Indicate by check mark whether the registrant is a large accelerated filer, an accelerated filer, a non-accelerated filer a smaller reporting company or an emerging growth company. See the definitions of “large accelerated filer,” “accelerated filer,” “smaller reporting company” and “emerging growth company” in Rule 12b-2 of the Exchange Act.

 

Large accelerated filer      Accelerated filer  
Non-accelerated filer      Smaller reporting company  
     Emerging growth company  

If an emerging growth company, indicate by check mark if the registrant has elected not to use the extended transition period for complying with any new or revised financial accounting standards provided pursuant to Section 7(a)(2)(B) of the Securities Act.  ☐

 

 

 


EXPLANATORY NOTE

DEREGISTRATION OF SECURITIES

This Post-Effective Amendment No. 1 (this “Post-Effective Amendment”) to the Registration Statement on Form S-3 (No. 333-233395) (the “Registration Statement”) is being filed by Maxim Integrated Products, Inc., a Delaware corporation (“Maxim”), to withdraw and remove from registration any and all securities of the Registrant that remain unissued and/or unsold under the Registration Statement.

On August 26, 2021, pursuant to the terms of the Agreement and Plan of Merger, dated as of July 12, 2020 (the “Merger Agreement”), by and among Maxim, Analog Devices, Inc., a Massachusetts corporation (“ADI”), and Magneto Corp., a Delaware corporation and wholly owned subsidiary of ADI (“Merger Sub”), Merger Sub was merged with and into Maxim (the “Merger”), with Maxim surviving the Merger and becoming a wholly owned subsidiary of ADI.

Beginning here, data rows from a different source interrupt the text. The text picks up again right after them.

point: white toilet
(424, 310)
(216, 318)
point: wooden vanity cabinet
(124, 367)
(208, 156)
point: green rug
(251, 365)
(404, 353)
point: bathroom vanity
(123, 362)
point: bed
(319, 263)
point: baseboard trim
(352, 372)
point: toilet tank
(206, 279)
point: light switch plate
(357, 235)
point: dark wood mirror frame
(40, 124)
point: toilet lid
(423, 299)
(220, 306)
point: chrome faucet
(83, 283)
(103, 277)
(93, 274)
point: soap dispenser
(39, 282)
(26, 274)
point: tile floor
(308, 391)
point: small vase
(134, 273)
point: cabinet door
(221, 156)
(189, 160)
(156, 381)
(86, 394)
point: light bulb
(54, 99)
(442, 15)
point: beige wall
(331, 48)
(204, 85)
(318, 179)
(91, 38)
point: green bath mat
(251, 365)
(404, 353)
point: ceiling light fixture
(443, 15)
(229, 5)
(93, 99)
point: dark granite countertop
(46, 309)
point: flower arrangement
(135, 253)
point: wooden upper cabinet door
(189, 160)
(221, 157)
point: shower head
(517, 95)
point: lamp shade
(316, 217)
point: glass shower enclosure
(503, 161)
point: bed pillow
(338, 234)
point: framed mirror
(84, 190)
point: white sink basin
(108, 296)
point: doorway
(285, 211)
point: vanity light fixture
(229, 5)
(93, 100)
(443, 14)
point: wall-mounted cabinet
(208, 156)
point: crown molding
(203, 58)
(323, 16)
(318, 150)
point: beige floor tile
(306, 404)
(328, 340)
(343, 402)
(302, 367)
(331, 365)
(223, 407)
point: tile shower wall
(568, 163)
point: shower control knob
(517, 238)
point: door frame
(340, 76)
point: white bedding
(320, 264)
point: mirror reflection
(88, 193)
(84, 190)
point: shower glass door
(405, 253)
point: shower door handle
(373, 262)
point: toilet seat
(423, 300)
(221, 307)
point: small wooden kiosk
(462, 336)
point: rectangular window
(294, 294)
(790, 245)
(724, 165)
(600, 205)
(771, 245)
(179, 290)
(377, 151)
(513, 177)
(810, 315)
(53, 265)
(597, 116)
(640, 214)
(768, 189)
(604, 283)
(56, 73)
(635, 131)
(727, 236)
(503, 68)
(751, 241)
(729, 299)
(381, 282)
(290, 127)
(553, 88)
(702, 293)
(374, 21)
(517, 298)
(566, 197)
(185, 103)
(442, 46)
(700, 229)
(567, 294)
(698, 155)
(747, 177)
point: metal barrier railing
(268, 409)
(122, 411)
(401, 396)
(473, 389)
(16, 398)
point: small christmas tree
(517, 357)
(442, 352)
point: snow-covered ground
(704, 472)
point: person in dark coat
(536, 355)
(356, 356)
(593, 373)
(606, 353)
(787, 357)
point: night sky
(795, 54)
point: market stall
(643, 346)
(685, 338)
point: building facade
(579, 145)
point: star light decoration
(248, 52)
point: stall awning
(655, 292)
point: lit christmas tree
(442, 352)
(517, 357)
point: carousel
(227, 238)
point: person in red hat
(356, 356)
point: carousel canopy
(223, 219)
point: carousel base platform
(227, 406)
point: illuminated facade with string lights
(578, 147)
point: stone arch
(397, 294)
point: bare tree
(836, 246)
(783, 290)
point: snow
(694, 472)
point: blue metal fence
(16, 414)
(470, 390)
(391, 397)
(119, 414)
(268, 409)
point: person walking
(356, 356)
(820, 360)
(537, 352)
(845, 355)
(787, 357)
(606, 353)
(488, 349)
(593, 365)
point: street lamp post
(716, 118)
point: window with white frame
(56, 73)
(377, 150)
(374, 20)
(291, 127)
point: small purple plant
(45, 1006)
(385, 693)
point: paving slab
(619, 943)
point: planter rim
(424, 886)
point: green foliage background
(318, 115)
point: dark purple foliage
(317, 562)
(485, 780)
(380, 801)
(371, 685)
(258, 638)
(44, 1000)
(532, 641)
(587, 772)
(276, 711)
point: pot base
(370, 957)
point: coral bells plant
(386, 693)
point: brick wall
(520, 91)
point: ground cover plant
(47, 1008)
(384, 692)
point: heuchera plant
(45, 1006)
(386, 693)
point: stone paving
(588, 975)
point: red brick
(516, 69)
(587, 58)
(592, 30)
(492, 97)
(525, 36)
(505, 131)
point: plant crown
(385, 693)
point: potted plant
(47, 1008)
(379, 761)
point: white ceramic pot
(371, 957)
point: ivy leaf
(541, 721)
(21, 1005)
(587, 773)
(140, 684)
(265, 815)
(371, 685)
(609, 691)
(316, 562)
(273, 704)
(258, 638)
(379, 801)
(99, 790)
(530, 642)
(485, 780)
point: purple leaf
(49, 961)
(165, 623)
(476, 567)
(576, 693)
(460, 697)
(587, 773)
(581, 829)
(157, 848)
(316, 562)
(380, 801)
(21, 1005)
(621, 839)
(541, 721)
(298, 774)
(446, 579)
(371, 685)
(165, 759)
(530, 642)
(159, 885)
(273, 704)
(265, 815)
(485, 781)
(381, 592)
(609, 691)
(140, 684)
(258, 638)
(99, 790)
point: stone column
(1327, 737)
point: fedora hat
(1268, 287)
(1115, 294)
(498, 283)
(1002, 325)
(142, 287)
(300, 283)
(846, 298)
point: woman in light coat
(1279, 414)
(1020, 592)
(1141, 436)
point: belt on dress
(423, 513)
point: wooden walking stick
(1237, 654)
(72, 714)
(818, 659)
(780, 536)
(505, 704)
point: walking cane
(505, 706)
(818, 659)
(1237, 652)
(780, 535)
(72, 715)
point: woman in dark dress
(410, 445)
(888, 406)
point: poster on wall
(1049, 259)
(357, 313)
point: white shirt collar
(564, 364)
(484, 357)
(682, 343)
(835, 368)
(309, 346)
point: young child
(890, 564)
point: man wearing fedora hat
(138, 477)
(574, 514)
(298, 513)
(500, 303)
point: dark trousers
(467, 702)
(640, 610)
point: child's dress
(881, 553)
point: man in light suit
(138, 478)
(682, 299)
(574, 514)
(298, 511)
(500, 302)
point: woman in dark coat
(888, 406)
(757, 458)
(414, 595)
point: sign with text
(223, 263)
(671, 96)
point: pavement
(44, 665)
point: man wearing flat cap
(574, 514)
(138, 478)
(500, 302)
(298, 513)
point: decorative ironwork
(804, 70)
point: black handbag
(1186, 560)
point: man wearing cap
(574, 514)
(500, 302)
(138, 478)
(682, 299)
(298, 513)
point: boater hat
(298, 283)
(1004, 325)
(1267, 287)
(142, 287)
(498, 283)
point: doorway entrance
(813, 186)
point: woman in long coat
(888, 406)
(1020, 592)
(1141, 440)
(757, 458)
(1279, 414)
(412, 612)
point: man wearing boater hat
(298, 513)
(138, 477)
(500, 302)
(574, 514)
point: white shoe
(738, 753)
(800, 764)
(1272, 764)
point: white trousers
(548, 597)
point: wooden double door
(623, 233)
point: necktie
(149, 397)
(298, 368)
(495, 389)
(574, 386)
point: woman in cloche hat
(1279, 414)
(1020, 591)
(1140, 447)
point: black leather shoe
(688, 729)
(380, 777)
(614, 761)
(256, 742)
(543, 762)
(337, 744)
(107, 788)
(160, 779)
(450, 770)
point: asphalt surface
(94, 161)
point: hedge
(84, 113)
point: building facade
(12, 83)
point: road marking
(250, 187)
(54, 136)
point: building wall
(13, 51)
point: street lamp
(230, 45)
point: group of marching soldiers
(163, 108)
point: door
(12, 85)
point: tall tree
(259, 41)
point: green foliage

As a result of the consummation of the transactions contemplated by the Merger Agreement, including the Merger, the Registrant has terminated all offerings of its securities pursuant to the Registration Statement. In accordance with the undertaking made by the Registrant in Part II of the Registration Statement to remove from registration by means of a post-effective amendment any securities that had been registered but that remain unsold at the termination of the offering, the Registrant hereby terminates the effectiveness of the Registration Statement and removes and withdraws from registration any and all securities of the Registrant registered pursuant to the Registration Statement that remain unissued and/or unsold as of the date hereof.


SIGNATURES

Pursuant to the requirements of the Securities Act of 1933, as amended, the undersigned Registrant certifies that it has reasonable grounds to believe that it meets all of the requirements for filing on Form S-3 and has duly caused this Post-Effective Amendment to the Registration Statement to be signed on its behalf by the undersigned, thereunto duly authorized, in the city of Wilmington, State of Massachusetts, on August 26, 2021.

 

Maxim Integrated Products, Inc.
By:  

/s/ Prashanth Mahendra-Rajah

  Name:   Prashanth Mahendra-Rajah
  Title:   President

Note: No other person is required to sign this Post-Effective Amendment in reliance on Rule 478 of the Securities Act of 1933, as amended.